DAG-Math: Graph-Guided Mathematical Reasoning in LLMs

ICLR 2026 Conference SubmissionAnonymous Authors
LLMsmathematical reasoningdirected acyclic graphs
Abstract:

Large Language Models (LLMs) demonstrate strong performance on mathematical problems when prompted with Chain-of-Thought (CoT), yet it remains unclear whether this success stems from search, rote procedures, or rule-consistent reasoning. To address this, we propose modeling CoT as a certain rule-based stochastic process over directed acyclic graphs (DAGs), where nodes represent intermediate derivation states and edges encode rule applications.

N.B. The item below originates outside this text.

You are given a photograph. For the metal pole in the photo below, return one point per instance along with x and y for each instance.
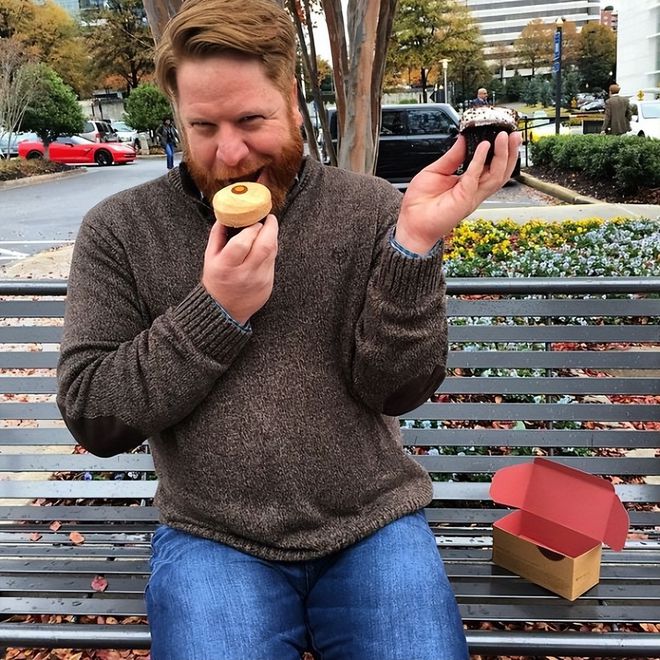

Within this framework, we introduce logical closeness, a metric that quantifies how well a model’s CoT trajectory (i.e., the LLM's output) adheres to the DAG structure, providing evaluation beyond classical PASS@kk metrics. Building on this, we introduce the DAG-MATH CoT format and construct a benchmark that guides LLMs to generate CoT trajectories in this format, thereby enabling the evaluation of their reasoning ability under our framework. Across standard mathematical reasoning datasets, our analysis uncovers statistically significant differences in reasoning fidelity among representative LLM families—even when PASS@kk is comparable—highlighting gaps between final-answer accuracy and rule-consistent derivation. Our framework provides a balance between free-form CoT and formal proofs systems, offering actionable diagnostics for LLMs reasoning evaluation.

Disclaimer
This report is AI-GENERATED using Large Language Models and WisPaper (A scholar search engine). It analyzes academic papers' tasks and contributions against retrieved prior work. While this system identifies POTENTIAL overlaps and novel directions, ITS COVERAGE IS NOT EXHAUSTIVE AND JUDGMENTS ARE APPROXIMATE. These results are intended to assist human reviewers and SHOULD NOT be relied upon as a definitive verdict on novelty.
NOTE that some papers exist in multiple, slightly different versions (e.g., with different titles or URLs). The system may retrieve several versions of the same underlying work. The current automated pipeline does not reliably align or distinguish these cases, so human reviewers will need to disambiguate them manually.
If you have any questions, please contact: mingzhang23@m.fudan.edu.cn

Overview

Overall Novelty Assessment

The paper proposes modeling Chain-of-Thought reasoning as a rule-based stochastic process over directed acyclic graphs, introducing a 'logical closeness' metric to evaluate adherence to derivation rules beyond final-answer accuracy. It resides in the 'Rule-Based Reasoning Fidelity Metrics' leaf, which contains only two papers total (including this one and DAG-Think-Twice). This represents a relatively sparse research direction within the broader taxonomy of 28 papers, suggesting the specific focus on rule-fidelity metrics for mathematical reasoning is an emerging rather than crowded area.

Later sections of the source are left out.